Nanomaterials already play a vital role in enhancing the performance of everyday products from electronics to cosmetics to food packaging. But, beyond their usefulness in making images sharper and products more stable, researchers in the McKelvey School of Engineering at Washington University in St. Louis have shown nanoparticles may also be an essential tool in advancing our understanding of the brain and opening new avenues for treating neurological disorders such as Parkinson's disease and epilepsy.

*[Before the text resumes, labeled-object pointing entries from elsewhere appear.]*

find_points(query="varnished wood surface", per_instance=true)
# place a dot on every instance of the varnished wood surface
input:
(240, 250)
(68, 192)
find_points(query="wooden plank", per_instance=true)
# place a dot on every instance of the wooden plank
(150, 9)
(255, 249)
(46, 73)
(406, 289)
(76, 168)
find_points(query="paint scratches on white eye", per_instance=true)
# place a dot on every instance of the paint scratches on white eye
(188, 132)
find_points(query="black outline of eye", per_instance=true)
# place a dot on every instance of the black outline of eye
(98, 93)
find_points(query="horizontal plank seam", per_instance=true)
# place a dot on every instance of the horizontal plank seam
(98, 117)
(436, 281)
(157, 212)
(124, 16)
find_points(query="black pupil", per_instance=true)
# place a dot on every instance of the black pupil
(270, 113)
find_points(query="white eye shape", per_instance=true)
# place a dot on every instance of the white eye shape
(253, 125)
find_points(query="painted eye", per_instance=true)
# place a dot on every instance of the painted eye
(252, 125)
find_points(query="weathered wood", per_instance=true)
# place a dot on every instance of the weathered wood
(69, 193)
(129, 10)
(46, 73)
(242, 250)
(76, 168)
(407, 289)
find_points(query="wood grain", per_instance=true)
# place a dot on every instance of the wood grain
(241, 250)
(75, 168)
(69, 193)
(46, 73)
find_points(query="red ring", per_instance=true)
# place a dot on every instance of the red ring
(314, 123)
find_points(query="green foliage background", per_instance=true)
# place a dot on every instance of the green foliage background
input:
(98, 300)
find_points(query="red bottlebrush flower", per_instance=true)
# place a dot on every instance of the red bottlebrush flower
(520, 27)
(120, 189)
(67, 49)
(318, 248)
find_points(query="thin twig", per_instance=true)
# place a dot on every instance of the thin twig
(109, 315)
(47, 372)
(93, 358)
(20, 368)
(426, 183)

Srikanth Singamaneni, the Lilyan & E. Lisle Hughes Professor in the Department of Mechanical Engineering & Materials Science, and Barani Raman, professor of biomedical engineering, received a three-year, $570,746 grant from the National Science Foundation to support their work to understand the fundamental mechanisms that underpin interactions between nerve cells, or neurons, and nanoparticles, which can be used to both sense and stimulate neurons.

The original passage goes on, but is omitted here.